Elisabetta, che dà voce al ferro che nessuno vuole più
"Galeotto fu un corso di lavorazione della creta. Quelle cataste di ferro arrugginito mi chiamavano...".

La Voce del Ferro. È così che il mio cammino ha incrociato quello di Elisabetta Chiudinelli sui social. 53 anni, art designer originaria di Darfo Boario Terme, dove vive e c’è la sua officina.

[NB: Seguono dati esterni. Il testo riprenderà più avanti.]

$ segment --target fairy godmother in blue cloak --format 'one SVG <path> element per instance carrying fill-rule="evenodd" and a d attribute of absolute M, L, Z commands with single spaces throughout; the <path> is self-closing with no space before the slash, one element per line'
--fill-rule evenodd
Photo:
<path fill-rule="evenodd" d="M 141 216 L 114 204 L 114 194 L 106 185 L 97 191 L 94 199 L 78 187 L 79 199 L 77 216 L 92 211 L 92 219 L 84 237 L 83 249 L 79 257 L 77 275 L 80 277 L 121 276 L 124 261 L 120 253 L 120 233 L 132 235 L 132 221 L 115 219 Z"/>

L’arte di Elisabetta è qualcosa incuriosisce: “Ho scelto questo nome per due motivi, la mia voce rauca e riconoscibile, quasi graffiante e perché ridò voce al ferro che nessuno vuole più, infatti uso solo gli scarti delle fucine e secondo me è molto artistico. Ho imparato a saldare a Bienno, il ferro inizialmente arrivava da lì, ma ora mi conoscono un po’ in giro per la valle e quindi parto con i miei secchi e prendo i vari scarti”.
Come è arrivato il ferro nella tua vita? “Galeotto fu un corso di lavorazione della creta proprio a Bienno più di 25 anni fa, ho iniziato a lavorarla con Carluccio, un pittore molto conosciuto… nel suo magazzino c’erano cataste di ferro arrugginito che mi chiamavano”.
E poi? “Gli ho chiesto di insegnarmi a saldare e da lì ho iniziato ad assemblare il primo ferro, creando vasi, portacenere e portacandele. La voglia di creare altro si è fatta più urgente e quindi sono passata ad una scultura molto contemporanea”.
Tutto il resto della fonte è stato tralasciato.